The inherent jurisdiction of the High Court to intervene provides a crucial final safety net. Beyond that, the critical thing is to issue, as we intend to do by the end of March, clear guidance on existing powers to ensure that all professionals working in this important area understand what powers they have available to them. I know that my right hon. Friend has been assiduous in pursuing that issue, and I am happy to involve him in the process of confirming those final guidelines that we intend to publish by the end of March.

On amendment 27 about the definition of abuse, the Joint Committee on the Draft Bill stated:

“Abuse is an ordinary English word, capable of being understood without being defined…to attempt an exhaustive definition always has the danger of omitting something which, as subsequent events make clear, should have been included.”

We agree and believe that the Bill is clear as drafted. Last week, I spoke to the all-party group, which is chaired by my hon. Friend the Member for South Swindon (Mr Buckland). I promised to go away and look at the matter and to talk to officials, but I am absolutely satisfied that the plain English words are very clear. The explanatory notes will be expanded to ensure that it is made clear. The guidance and explanatory notes will both have legal force, and courts will use them to interpret the intentions of the Bill.

Turning to amendment 28, the overarching well-being principle applies to safeguarding duties. Where partners become aware of abuse or neglect, it is imperative that they act, and the guidance will be absolutely clear on that point.

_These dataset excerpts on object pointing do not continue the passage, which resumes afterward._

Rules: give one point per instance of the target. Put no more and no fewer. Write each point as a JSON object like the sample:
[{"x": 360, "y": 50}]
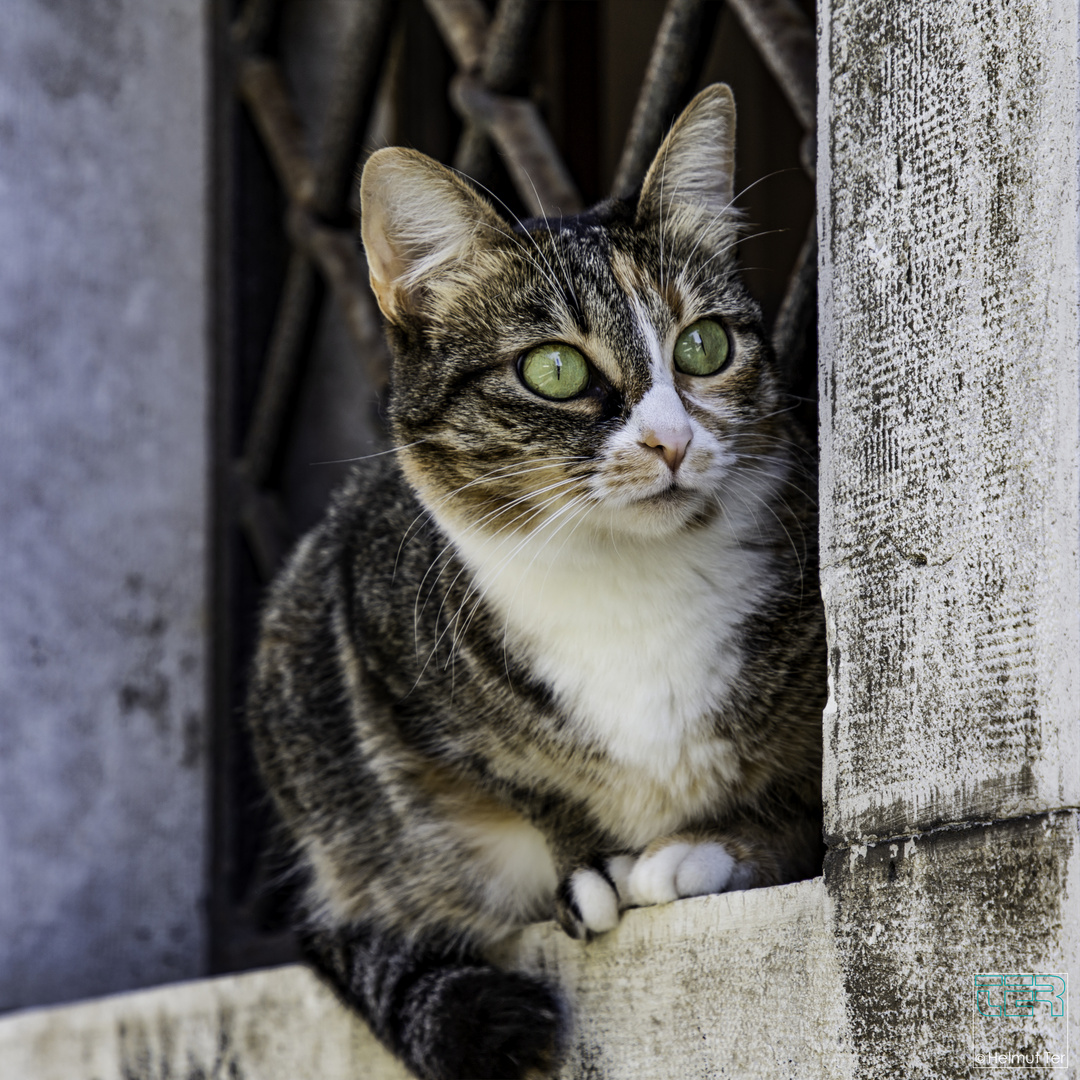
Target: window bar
[
  {"x": 512, "y": 123},
  {"x": 784, "y": 37},
  {"x": 674, "y": 66},
  {"x": 505, "y": 56}
]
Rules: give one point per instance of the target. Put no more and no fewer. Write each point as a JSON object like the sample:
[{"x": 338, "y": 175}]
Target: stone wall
[{"x": 103, "y": 495}]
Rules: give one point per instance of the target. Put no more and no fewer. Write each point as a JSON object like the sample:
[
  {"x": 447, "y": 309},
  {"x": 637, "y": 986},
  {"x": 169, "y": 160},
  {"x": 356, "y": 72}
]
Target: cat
[{"x": 563, "y": 651}]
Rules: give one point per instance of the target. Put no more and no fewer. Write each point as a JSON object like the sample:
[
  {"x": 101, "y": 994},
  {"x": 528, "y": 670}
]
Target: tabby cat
[{"x": 561, "y": 653}]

On new clause 26, I completely agree that police cells are a totally inappropriate place for someone in a mental health crisis. The crisis care concordat, which, for the first time ever, sets standards of crisis care, lays out our clear expectation that the use of police cells will drop by half by 2014-15. However, that must only be a start. The Home Secretary announced last year that there will be a review of the operation of sections 135 and 136 of the Mental Health Act 1983 on places of safety, and that is the right approach to take. However, I agree that we must end this awful practice of people ending up in police cells completely inappropriately.

I sympathise with new clause 11 on the Human Rights Act, but do not feel that it adds anything in terms of protection for individuals. None the less, I recognise the strength of feeling on the matter, so I expect that it will be discussed further in the final stages of the Bill’s passage in the other place. In the meantime, I am prepared to reflect on the points made and consider whether legislative clarification might be justified in order to make the Government’s position clear.